Personal information
- Born: June 4, 1918 Chicago, Illinois, U.S.
- Died: July 12, 1982 (aged 64) Tucson, Arizona, U.S.
- Listed height: 6 ft 0 in (1.83 m)
- Listed weight: 185 lb (84 kg)

Career information
- High school: St. Rita (Chicago, Illinois)
- College: Benedictine (1937–1938)
- Playing career: 1942–1946
- Position: Guard

Career history
- 1942–1943: Chicago Studebaker Flyers
- 1943–1944: Sheboygan Red Skins
- 1944–1946: Chicago American Gears

= Johnny Orr (basketball, born 1918) =

American basketball player

John Edward Orr (June 4, 1918 – July 12, 1982) was an American professional basketball and semi-professional baseball player during the 1940s. He played in the National Basketball League for four seasons as well as in the New York Yankees' baseball farm leagues for four seasons.

A native of Chicago, Illinois, Orr was a multi-sport star at St. Rita of Cascia High School. After playing one season of college basketball, Orr signed a contract to play baseball in the Yankees' farm system, this ending his collegiate eligibility. He was a pitcher. Orr played baseball for the Norfolk Elks (1938), Akron Yankees and Norfolk Tars (1939), Joplin Miners, Akron Yankees, and Norfolk Tars (1940), and the Akron Yankees and Columbus Red Birds (1941).

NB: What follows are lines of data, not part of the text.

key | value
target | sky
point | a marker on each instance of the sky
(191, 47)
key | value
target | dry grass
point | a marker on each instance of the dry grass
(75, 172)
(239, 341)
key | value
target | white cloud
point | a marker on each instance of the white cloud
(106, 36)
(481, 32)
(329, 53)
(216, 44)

In the National Basketball League, Orr competed as a guard for the Chicago Studebaker Flyers (1942–43), Sheboygan Red Skins (1943–44), and Chicago American Gears (1944–46). In his lone season with the Red Skins, the team lost the NBL championship to the Fort Wayne Zollner Pistons and finished second in the league.